Moins de vingt ans après, le Traité des Pyrénées signé, le retour de ce corps d’élite voué au service exclusif du roi fut plus pacifique. Les mousquetaires escortaient le carrosse du jeune Louis XIV découvrant les provinces méridionales à la veille de son mariage à Saint-Jean-de-Luz avec l’infante Marie-Thérèse d’Espagne. Le 10 avril 1660, le cortège royal fit étape à Perpignan. Accueilli en grande pompe par les consuls de la ville, il franchit la porte Notre-Dame pour se rendre à la cathédrale. Dans ses mémoires Mlle de Montpensier a relaté le séjour perpignanais avec force détails savoureux. Alors que la reine-mère Anne d’Autriche est logée à la Casa Xanxo et le roi chez Maître Bosch dans la maison du gouverneur, la Grande Mademoiselle se retrouve frigorifiée dans une chambre sans cheminée de la rue Fontaine-Neuve. Pour se changer elle doit échapper aux regards de la soldatesque et dit son étonnement de voir les gens d’ici “habillés à l’espagnole”. La conférencière décrit d’autres scènes hautes en couleurs, dignes d’une film de cape et d’épée : le tour de ville à cheval, la visite au son des trompettes du Palais des rois de Majorque, la réception dans un couvent de filles repenties outrageusement fardées, les pluies diluviennes et la mort accidentelle d’un page qui gâchèrent un peu les festivités, le grand bal à la Loge de Mer suivi d’une collation avec produits du terroir et corbeilles de fruits apportées par les jardiniers de Saint-Jacques.

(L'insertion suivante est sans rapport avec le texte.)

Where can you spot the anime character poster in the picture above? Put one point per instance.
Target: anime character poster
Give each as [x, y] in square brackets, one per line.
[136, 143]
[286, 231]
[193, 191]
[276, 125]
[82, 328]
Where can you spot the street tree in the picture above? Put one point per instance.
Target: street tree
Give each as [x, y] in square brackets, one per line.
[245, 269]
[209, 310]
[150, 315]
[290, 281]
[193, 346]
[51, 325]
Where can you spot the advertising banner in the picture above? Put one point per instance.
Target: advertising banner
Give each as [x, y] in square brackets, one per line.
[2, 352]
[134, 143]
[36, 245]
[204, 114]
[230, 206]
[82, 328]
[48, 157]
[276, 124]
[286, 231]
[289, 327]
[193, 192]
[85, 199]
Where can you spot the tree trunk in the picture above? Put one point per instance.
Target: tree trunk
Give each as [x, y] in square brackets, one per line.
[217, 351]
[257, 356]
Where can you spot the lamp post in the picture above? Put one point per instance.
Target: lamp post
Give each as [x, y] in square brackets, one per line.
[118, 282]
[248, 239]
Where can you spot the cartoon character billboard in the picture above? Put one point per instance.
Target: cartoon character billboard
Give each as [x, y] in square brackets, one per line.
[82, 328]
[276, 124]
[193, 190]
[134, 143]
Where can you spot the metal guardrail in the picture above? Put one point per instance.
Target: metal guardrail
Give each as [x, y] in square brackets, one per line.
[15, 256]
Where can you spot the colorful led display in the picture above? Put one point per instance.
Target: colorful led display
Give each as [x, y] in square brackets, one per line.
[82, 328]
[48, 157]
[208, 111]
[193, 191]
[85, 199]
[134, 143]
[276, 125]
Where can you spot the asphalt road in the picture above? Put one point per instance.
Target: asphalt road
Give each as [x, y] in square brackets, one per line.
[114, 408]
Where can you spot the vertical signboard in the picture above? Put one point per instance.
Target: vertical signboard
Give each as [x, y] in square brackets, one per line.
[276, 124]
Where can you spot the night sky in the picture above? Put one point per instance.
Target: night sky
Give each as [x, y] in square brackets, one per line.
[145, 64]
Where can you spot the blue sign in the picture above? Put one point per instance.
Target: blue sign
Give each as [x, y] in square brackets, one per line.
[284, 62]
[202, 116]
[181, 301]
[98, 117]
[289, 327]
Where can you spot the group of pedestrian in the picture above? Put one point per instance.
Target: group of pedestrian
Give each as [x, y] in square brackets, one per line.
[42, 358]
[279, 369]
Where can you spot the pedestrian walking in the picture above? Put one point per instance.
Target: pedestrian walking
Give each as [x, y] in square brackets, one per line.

Le 13 avril 1660, la suite royale quitte Perpignan par le pont de la Basse en direction de Toulouse. Treize ans plus tard, d’Artagnan sera tué d’une balle de mousquet lors du siège de Maastricht et son frère d’armes Pierre Quarré d’Aligny pensera “mourir de chagrin” en apprenant la nouvelle. Sur ses traces il se rendra à Collioure puis en Cerdagne, concluant ainsi un épisode inédit de la véridique histoire des mousquetaires retracée avec talent par Odile Bordaz.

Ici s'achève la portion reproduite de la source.